Anyone who has been in contact with another person knows that they grow complex very quickly. Relationships in this area of our lives are not mechanical. Since they are not mechanical, simple explanations do not fully interpret or explain what happens. When things go well in this regard, few people try to understand or improve what they are doing. When things go bad, people started looking for answers. Because they are hurting, they often want simple answers. By using a garage door opens, the operator requires the mash button. When the button is mashed, the electronics door opens. Such communication is purely mechanical and can be explained in the same way.

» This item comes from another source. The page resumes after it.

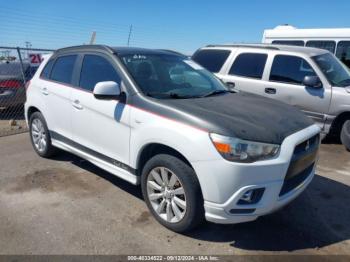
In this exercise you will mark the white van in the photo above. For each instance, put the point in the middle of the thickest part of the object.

Relationships between people consist of mutual relations. When reciprocity is transferred into communication, mechanical explanations do not convey the interactions that occur. Although some interactions seem to occur mechanically, the variations are added that make communication increasingly complex. Let us go back to the garage door to illuminate. When the button is open, the mashed opens the door. Only this time the decision opens that it did not seem how much value is used in the mashing button, so it changes the sensitivity level of the button. The next time the operator mashes button, they might have to press with just the right pressure to make it open. The door opens, as previously stated, but the reciprocity of the first communication has changed the relationship between the two. On the surface the door still opens mechanically, but the way to open the door has changed.
Relationships between two individuals begin with two meetings. A meeting often recognizes the presence of another person. The confirmation is followed by exchanging greetings and often some kind of microscope. A small talk consists of dealing with neutral content. This is often sports, weather, current events or their immediate surroundings. In addition to oral communication, there are also unrealistic messages that occur in communication. Many skills required at the beginning of communication are learned during childhood for adolescence. While many have learned the basic skills of how to meet people and start conversations. Problems such as experience, self-esteem and self-determination interfere with utilizing those abilities by adding or interfering with basic knowledge.
Some learn how to start relationships, but have not learned or mastered the skills necessary to join the other person or take the relationship beyond the entrance or skill. Special skills are needed at different levels of communication. Each level of connection requires special skills related to it. The question arises of "what are the necessary skills of communication?".
The psychologist Erich Fromm understands this problem. He noted some of the qualities necessary for the relationship to develop. "There are no simple guidelines for relationships. Attending a relationship requires humility, courage, faith and discipline." It's often easy to meet people. Work is required to improve the quality of the relationships beyond the reference level. Despite the fact that movies make it look like relationships, gain skills for a healthy relationship with time and effort. The truth is that relationships need time and effort on both sides. The best picture of how relationships work is to dance. In the dance two partners work as a team. As part of this collaboration there are many interactions that go back and forth between those that include directions, attitudes, wishes, dance style, etc. The novice dancer thinks everything they need to know is the right dance stage and they can achieve good results in dance. When an inexperienced dancer breaks up, they look for simple answers like what steps they missed. In some cases, it may be a lost step. In many cases, it is more complicated than unsuccessful steps, or it led to losing the step. An inexperienced dancer is not ready for any other explanation and has no vocabulary to forgive the explanation. At that point all they understand is a lost step. As a dancer gets the experience and skills to dance, they can easily understand the sensitivity and communication behind the chaos and what's needed to make wonderful dance. When your relationship needs improvement, admit it requires work and seek help from those who have experience in the communication and sensitivity involved.